How can Government Ensure their Communications are Secure?
Classified information shared by government officials is highly targeted by hackers and foreign intelligence agencies around the world; making their smartphones and mobile communications – including phone calls, text messages and emails, prime targets.
Foreign intelligence agencies and sophisticated hackers can easily access a smartphone’s communications if not properly secured – and the owner of the phone would have no way of knowing that it was ever compromised. In some countries, such as China, where the government owns the country’s telecommunications network, it becomes even easier to eavesdrop on mobile communications; they can simply intercept the traffic as it crosses the network.
Importance of Securing Government Communications
The importance of securing mobile communications of government officials cannot be understated. A recent example of embarrassing intercepted communications is the Democratic National Convention (DNC) email disclosures, where damaging emails were leaked causing significant political damage.

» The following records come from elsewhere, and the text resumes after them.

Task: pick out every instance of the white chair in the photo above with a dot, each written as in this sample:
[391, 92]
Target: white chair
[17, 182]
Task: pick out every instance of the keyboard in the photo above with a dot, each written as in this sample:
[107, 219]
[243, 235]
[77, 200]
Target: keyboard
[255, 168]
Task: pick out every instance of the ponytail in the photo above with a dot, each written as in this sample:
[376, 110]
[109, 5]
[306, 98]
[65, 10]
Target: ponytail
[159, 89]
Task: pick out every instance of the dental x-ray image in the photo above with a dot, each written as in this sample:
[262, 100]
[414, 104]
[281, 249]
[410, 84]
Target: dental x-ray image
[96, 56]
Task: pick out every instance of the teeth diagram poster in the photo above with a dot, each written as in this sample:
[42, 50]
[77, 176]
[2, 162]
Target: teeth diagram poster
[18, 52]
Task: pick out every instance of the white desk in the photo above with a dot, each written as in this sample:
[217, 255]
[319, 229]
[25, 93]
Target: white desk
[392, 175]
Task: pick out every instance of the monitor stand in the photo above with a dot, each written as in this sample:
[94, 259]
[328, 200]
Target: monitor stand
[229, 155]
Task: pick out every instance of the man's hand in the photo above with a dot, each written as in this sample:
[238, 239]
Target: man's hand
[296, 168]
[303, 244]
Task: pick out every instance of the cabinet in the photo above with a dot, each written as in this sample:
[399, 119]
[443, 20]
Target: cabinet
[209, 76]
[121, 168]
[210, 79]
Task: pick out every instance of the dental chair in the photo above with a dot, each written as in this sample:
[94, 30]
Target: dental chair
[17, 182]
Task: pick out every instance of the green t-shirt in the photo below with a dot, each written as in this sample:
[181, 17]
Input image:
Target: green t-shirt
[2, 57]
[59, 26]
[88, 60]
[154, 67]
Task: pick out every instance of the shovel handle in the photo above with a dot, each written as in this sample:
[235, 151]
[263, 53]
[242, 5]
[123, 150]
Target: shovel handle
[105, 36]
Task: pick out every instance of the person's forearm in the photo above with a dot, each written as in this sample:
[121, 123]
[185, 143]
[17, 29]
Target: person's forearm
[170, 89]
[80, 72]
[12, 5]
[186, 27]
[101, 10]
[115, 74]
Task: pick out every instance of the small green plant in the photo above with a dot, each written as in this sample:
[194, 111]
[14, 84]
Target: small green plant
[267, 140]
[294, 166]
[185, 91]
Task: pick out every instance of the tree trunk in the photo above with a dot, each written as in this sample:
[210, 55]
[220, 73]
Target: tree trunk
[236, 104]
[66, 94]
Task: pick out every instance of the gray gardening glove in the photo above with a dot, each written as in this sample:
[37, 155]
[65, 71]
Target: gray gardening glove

Securing Government Organization’s Mobile Communications
Government organizations need to ensure mobile devices are secure and cannot be tampered with, as well as the data that flows to and from the devices. In order to properly secure a smartphone, the phone requires several security measures including:
- Although it may be obvious, it bears mentioning – a strong password or fingerprint to access the device and all applications and data.
- Mobile device hardware encryption – ensuring the device, all applications and data are encrypted except when unlocked with the strong password or fingerprint. All major mobile operating systems include encryption options, which may need to be enabled.
- End-to-end encryption to secure data in transit – including phone calls, text messages and emails – to ensure the data is only accessible by the initiator and intended recipient of the conversation and can never be intercepted.
- Unique telecommunications infrastructure to block the collection of phone metadata by network operators. Encrypting communications alone may not be sufficient depending on the nature of the conversations and the networks that have access to them. Metadata (including who you are having a conversation with, the length of the conversation, the date and time of the conversation, etc.) is never encrypted. Government organizations may require their own telecommunications infrastructure to ensure only the organization has access to the metadata.